15 APR countries have supported a comprehensive free trade agreement
Serhiy Polyovyk
Determining their further geopolitical steps today, the leading countries of the world are somehow forced to take into consideration the current situation in the Asian region.
I mean the November 2019 high-level meetings of the member states of the Association of Southeast Asian Nations (ASEAN) in the Bangkok, capital of Thailand. At the summit, 15 countries confirmed their intention to enter into a major free trade agreement next year, called the Regional Comprehensive Economic Partnership (RCEP). The draft agreement between 10 ASEAN member countries (Indonesia, Malaysia, Thailand, Philippines, Vietnam, Myanmar, Brunei, Laos, Cambodia and Singapore) and their 5 other FTA partners (China, Japan, South Korea, Australia, New Zealand) was proposed in the autumn of 2012... When exactly next year the agreement will be signed, has not yet been determined, though it was supposed to be signed this year.
The geopolitical factor of the trade war between the two most powerful economies in the world — the United States and China — stimulates the sharpening of negotiations on the adoption of appropriate decisions by the APR states. The negotiation of the Regional Comprehensive Economic Partnership is taking place with the fierce hidden struggle of these countries, which are trying to defend their own geopolitical interests.

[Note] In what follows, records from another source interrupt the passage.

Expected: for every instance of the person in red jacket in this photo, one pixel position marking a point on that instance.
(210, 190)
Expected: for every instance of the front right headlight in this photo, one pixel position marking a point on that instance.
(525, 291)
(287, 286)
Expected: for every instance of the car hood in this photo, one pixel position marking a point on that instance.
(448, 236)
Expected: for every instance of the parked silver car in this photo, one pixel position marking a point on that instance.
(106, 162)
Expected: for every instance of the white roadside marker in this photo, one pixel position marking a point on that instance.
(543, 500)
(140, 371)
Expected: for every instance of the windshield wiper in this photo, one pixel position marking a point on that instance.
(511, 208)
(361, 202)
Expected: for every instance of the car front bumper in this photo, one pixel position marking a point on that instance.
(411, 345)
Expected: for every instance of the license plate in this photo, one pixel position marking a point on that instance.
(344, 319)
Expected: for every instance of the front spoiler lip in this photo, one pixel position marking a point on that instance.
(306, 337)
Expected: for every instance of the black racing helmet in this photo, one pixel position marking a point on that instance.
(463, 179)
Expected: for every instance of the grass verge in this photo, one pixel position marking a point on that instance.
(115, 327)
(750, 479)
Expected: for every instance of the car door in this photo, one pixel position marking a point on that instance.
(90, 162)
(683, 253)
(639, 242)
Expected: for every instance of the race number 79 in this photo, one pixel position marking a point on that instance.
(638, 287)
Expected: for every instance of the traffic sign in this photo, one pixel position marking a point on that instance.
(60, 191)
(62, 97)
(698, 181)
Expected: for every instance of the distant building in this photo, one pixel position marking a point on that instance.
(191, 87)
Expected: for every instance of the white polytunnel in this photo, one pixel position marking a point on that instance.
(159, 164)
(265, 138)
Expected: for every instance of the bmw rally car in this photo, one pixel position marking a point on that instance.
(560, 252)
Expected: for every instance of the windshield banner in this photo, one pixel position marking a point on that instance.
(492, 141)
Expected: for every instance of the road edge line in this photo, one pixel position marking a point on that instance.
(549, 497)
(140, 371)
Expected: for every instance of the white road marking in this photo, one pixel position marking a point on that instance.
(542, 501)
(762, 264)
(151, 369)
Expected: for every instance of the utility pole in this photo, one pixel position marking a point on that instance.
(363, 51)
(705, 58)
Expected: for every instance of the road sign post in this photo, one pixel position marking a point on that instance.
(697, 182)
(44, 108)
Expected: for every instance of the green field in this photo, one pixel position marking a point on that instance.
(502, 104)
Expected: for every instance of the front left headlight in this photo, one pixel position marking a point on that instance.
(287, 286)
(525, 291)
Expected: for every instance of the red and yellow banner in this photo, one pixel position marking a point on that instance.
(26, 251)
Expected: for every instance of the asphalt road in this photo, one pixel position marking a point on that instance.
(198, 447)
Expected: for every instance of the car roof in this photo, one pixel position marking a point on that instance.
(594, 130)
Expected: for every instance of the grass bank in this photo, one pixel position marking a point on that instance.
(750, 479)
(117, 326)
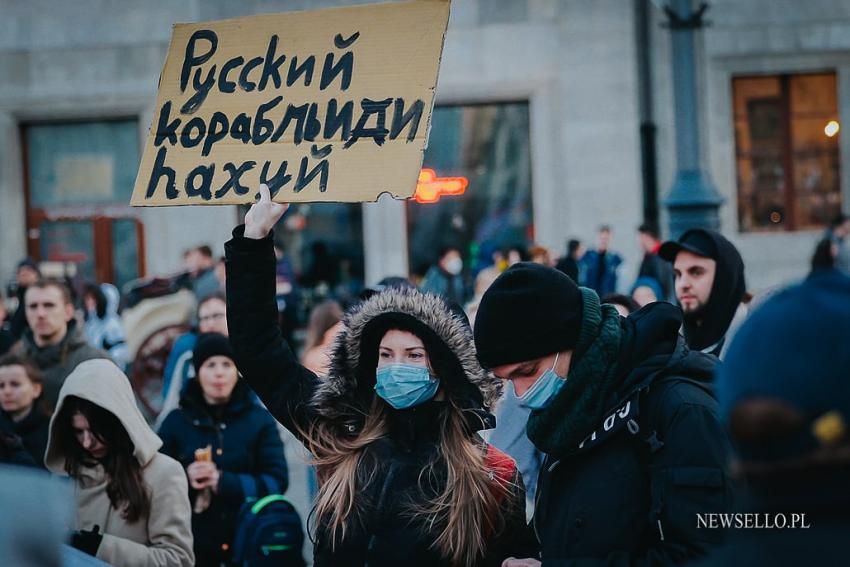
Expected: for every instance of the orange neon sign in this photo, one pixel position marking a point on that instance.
(429, 187)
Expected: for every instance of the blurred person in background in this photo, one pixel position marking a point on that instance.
(783, 393)
(324, 325)
(246, 454)
(624, 304)
(20, 393)
(54, 341)
(212, 318)
(652, 265)
(570, 264)
(103, 326)
(7, 339)
(26, 275)
(445, 278)
(132, 501)
(710, 287)
(647, 290)
(599, 267)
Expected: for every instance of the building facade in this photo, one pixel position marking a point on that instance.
(538, 107)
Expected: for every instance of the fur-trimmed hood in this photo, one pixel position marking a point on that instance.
(346, 393)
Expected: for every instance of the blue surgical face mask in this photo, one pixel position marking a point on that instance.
(544, 389)
(405, 385)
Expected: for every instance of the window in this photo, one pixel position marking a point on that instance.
(488, 146)
(79, 178)
(786, 148)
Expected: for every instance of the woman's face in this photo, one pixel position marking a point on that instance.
(218, 377)
(17, 391)
(402, 347)
(90, 442)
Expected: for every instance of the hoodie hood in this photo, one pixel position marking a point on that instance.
(102, 383)
(346, 393)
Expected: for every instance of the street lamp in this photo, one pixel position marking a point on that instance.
(693, 200)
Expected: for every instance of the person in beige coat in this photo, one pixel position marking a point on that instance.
(132, 503)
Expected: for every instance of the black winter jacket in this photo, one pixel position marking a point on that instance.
(247, 449)
(298, 398)
(631, 492)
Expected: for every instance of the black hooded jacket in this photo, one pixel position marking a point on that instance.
(388, 535)
(707, 328)
(630, 493)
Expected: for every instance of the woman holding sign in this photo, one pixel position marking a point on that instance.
(404, 477)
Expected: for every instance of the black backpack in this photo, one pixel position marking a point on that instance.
(268, 532)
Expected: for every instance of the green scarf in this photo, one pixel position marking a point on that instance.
(582, 402)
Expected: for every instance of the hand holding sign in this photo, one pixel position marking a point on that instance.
(263, 215)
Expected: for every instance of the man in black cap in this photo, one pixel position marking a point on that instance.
(710, 287)
(624, 413)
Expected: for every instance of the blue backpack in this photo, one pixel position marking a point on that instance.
(268, 533)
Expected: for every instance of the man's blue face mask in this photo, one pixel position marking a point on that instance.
(405, 385)
(544, 389)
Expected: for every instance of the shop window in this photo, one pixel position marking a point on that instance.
(79, 178)
(787, 153)
(475, 190)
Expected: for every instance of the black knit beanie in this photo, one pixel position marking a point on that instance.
(209, 345)
(529, 312)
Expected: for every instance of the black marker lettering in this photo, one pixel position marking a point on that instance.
(244, 83)
(205, 173)
(305, 69)
(263, 127)
(379, 132)
(164, 128)
(225, 85)
(401, 118)
(160, 169)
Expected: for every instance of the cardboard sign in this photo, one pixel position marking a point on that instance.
(329, 105)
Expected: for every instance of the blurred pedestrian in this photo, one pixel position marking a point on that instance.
(324, 325)
(132, 501)
(570, 264)
(623, 411)
(26, 275)
(7, 339)
(212, 318)
(245, 452)
(624, 304)
(103, 326)
(54, 342)
(599, 267)
(647, 290)
(652, 265)
(20, 393)
(445, 278)
(404, 477)
(784, 395)
(710, 287)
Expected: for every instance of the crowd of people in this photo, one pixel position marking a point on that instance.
(537, 416)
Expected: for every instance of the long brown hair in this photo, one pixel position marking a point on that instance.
(466, 511)
(125, 486)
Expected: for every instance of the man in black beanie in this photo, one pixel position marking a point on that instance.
(710, 287)
(624, 413)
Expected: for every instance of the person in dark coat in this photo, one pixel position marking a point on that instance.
(784, 394)
(652, 265)
(217, 411)
(404, 477)
(598, 269)
(20, 393)
(710, 287)
(623, 411)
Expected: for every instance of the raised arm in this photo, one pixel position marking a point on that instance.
(262, 356)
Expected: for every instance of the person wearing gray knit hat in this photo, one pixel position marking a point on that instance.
(624, 412)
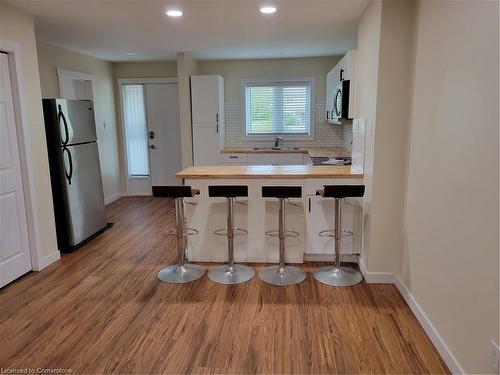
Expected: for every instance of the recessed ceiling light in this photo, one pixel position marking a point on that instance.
(174, 13)
(268, 9)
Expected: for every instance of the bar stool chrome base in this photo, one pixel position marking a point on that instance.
(235, 274)
(282, 276)
(177, 274)
(337, 276)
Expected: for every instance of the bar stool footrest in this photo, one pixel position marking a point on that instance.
(288, 233)
(189, 232)
(331, 233)
(236, 232)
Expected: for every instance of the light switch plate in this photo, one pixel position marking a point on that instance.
(495, 357)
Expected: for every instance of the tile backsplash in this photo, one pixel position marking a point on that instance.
(325, 134)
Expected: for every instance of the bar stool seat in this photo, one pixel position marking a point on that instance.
(181, 272)
(338, 275)
(230, 273)
(282, 274)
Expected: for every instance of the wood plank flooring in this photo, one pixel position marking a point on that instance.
(102, 310)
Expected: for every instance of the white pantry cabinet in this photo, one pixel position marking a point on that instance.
(207, 115)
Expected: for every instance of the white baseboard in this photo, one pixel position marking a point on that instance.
(113, 198)
(48, 260)
(429, 329)
(349, 258)
(375, 277)
(439, 343)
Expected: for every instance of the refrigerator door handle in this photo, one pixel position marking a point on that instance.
(69, 174)
(60, 116)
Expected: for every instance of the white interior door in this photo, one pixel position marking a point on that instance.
(15, 257)
(152, 135)
(162, 107)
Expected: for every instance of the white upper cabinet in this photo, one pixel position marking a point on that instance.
(344, 70)
(207, 113)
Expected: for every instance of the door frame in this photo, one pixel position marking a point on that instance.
(38, 262)
(133, 81)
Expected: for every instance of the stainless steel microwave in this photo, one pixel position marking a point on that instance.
(340, 111)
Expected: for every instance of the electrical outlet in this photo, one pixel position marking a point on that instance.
(495, 357)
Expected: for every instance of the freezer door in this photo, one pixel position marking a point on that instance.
(83, 185)
(75, 119)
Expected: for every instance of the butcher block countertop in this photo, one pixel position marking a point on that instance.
(270, 172)
(312, 151)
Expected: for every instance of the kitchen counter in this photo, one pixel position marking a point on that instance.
(270, 172)
(312, 151)
(307, 215)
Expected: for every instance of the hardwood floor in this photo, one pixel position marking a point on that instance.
(102, 310)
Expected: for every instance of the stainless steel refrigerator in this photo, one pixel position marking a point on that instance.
(75, 171)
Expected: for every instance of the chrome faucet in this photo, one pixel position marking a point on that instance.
(277, 140)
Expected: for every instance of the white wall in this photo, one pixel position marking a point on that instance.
(18, 27)
(432, 164)
(450, 255)
(186, 67)
(234, 71)
(50, 58)
(366, 100)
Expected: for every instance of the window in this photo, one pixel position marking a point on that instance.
(278, 107)
(134, 118)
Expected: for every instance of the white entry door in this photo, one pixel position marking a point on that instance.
(15, 257)
(152, 135)
(164, 133)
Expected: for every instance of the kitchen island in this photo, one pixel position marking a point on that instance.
(307, 215)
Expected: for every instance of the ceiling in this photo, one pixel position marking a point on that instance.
(229, 29)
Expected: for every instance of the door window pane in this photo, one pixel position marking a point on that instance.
(134, 118)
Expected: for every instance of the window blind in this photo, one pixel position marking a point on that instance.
(283, 107)
(134, 116)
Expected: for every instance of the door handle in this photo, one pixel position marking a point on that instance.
(61, 116)
(69, 175)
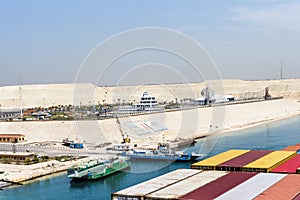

China remains the dominant and decisive factor, which in case of signing the RCEP next year, will further strengthen its influence both in the Asia-Pacific region and in the world in general. The USA has to consider its influence and interests in the APR. Based on the US President's demonstratively pragmatic policy towards the EU and NATO countries, we may expect that the foreign policy activities of the leading EU countries with the Asia-Pacific countries will intensify. First of all — with China, India, Vietnam.